Highlights & Insights

  • The core design philosophy of incorporating "how to observe" into the reasoning loop is highly elegant, analogous to purposeful human visual search strategies.
  • The training-free, plug-and-play nature allows the framework to directly enhance existing models, offering considerable engineering value.
  • The emergent diversity of cognitive strategies (progressive zooming, strategic reflection, etc.) demonstrates the agent's autonomous reasoning capability.
  • Token consumption is comparable to single-pass forward methods while substantially reducing peak token count per round, alleviating memory pressure from long contexts.

Limitations & Future Work

  • Framework effectiveness is highly dependent on the reasoner's cognitive capability—weaker reasoners may generate invalid observation plans.
  • A small proportion of "static repetition" behavior (repeated observation of the same region) persists, indicating that the planning mechanism remains imperfect.
  • Current observation tools are limited to the visual modality and do not exploit multimodal information such as audio or subtitles.
  • The maximum of 20 tool calls may be insufficient in extreme long-video scenarios.
  • vs. Deep Video Discovery (DVD): DVD pre-generates captions for an entire video to support reasoning, consuming millions of tokens; LensWalk observes on demand, with token consumption approximating single-pass forward methods while achieving higher accuracy.
  • vs. MR.Video: MR.Video relies on pre-processed clip retrieval, with fixed observation granularity and scope; LensWalk dynamically adjusts the temporal range and sampling density of observations.
  • vs.

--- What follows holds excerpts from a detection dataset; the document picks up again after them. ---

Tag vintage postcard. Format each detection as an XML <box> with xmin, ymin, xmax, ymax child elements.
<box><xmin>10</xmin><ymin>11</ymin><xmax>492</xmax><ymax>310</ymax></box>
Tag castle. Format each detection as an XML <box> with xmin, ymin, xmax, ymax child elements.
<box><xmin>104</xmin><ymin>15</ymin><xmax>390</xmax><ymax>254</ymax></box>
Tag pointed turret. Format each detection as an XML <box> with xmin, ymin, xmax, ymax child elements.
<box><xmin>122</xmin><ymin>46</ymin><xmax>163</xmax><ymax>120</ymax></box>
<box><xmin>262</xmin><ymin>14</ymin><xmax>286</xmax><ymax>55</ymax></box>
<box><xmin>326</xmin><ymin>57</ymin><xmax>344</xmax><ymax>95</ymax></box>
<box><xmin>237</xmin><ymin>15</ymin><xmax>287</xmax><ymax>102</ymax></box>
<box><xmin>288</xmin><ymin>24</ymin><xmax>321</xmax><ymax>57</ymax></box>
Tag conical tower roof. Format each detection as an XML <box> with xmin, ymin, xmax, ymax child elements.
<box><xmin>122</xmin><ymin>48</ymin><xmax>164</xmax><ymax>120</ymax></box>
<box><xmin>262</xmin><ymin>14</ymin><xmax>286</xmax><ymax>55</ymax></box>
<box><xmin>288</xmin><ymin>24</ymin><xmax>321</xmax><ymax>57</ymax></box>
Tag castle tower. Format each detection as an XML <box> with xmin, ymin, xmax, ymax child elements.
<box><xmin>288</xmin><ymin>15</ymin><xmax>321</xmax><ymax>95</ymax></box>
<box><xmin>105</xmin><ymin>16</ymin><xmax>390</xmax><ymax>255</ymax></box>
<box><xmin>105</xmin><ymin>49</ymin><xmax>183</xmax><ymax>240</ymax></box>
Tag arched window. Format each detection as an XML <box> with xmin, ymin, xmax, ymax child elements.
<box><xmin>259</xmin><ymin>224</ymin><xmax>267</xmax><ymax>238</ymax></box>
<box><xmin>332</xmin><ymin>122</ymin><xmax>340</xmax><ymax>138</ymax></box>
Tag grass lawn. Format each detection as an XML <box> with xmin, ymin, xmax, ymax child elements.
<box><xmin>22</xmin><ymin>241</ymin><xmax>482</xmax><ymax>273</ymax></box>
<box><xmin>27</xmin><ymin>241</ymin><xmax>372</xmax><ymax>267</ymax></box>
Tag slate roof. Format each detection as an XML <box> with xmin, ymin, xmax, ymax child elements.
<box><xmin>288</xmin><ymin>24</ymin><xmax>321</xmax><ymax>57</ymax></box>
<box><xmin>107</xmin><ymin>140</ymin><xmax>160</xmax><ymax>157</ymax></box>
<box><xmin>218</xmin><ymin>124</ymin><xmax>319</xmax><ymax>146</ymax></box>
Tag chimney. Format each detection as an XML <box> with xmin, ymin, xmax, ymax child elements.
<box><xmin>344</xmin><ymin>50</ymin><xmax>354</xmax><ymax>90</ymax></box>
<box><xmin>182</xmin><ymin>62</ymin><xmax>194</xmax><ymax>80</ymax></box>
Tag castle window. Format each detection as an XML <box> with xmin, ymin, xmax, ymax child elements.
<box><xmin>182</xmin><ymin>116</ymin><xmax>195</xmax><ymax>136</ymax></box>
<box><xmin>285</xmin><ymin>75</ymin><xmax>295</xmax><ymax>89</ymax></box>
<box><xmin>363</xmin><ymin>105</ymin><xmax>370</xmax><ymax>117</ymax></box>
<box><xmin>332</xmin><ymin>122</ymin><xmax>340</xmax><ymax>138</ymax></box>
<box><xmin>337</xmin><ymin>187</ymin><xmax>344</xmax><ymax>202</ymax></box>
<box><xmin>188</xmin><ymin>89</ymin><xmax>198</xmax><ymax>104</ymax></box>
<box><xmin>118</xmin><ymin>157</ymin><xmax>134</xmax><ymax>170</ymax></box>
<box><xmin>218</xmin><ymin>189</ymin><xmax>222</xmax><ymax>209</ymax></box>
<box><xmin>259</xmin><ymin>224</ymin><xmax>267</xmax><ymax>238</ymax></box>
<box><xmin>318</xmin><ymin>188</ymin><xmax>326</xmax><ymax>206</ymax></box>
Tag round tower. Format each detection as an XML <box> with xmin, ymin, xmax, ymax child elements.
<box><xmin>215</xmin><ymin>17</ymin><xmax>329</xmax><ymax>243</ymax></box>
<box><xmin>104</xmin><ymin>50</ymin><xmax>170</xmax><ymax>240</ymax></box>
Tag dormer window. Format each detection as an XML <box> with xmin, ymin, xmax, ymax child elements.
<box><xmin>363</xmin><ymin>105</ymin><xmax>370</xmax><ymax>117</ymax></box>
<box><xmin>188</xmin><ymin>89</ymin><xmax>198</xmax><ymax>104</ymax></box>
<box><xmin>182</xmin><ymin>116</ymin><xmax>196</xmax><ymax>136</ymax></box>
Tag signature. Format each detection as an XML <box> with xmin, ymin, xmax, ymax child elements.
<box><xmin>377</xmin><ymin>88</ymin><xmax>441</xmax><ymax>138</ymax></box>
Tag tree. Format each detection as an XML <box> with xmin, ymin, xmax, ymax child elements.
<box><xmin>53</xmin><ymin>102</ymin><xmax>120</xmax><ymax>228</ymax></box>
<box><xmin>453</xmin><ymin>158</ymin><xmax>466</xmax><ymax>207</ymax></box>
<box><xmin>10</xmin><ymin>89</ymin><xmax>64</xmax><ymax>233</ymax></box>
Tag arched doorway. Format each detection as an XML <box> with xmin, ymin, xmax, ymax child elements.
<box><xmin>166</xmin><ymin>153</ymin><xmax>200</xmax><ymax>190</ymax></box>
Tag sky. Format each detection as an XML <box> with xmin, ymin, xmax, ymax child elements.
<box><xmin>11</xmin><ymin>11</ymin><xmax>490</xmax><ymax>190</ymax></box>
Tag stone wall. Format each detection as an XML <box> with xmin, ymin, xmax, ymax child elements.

VideoAgent: VideoAgent's tools operate solely on preprocessing artifacts; LensWalk directly schedules new observations from source video.
  • Insights: The notion of "scalable visual cognition"—not merely scaling model size but enabling models to learn active observation—offers a compelling research direction.

Rating

  • Novelty: ⭐⭐⭐⭐⭐ Reframes video understanding as an active observation scheduling problem; conceptually innovative and elegantly realized.
  • Experimental Thoroughness: ⭐⭐⭐⭐⭐ Six benchmarks, multiple model combinations, detailed ablations, and behavioral analysis.
  • Writing Quality: ⭐⭐⭐⭐⭐ Fluent narrative, clear exposition of principles, and in-depth experimental analysis.
  • Value: ⭐⭐⭐⭐⭐ Plug-and-play framework that directly enhances existing strong models; highly practical.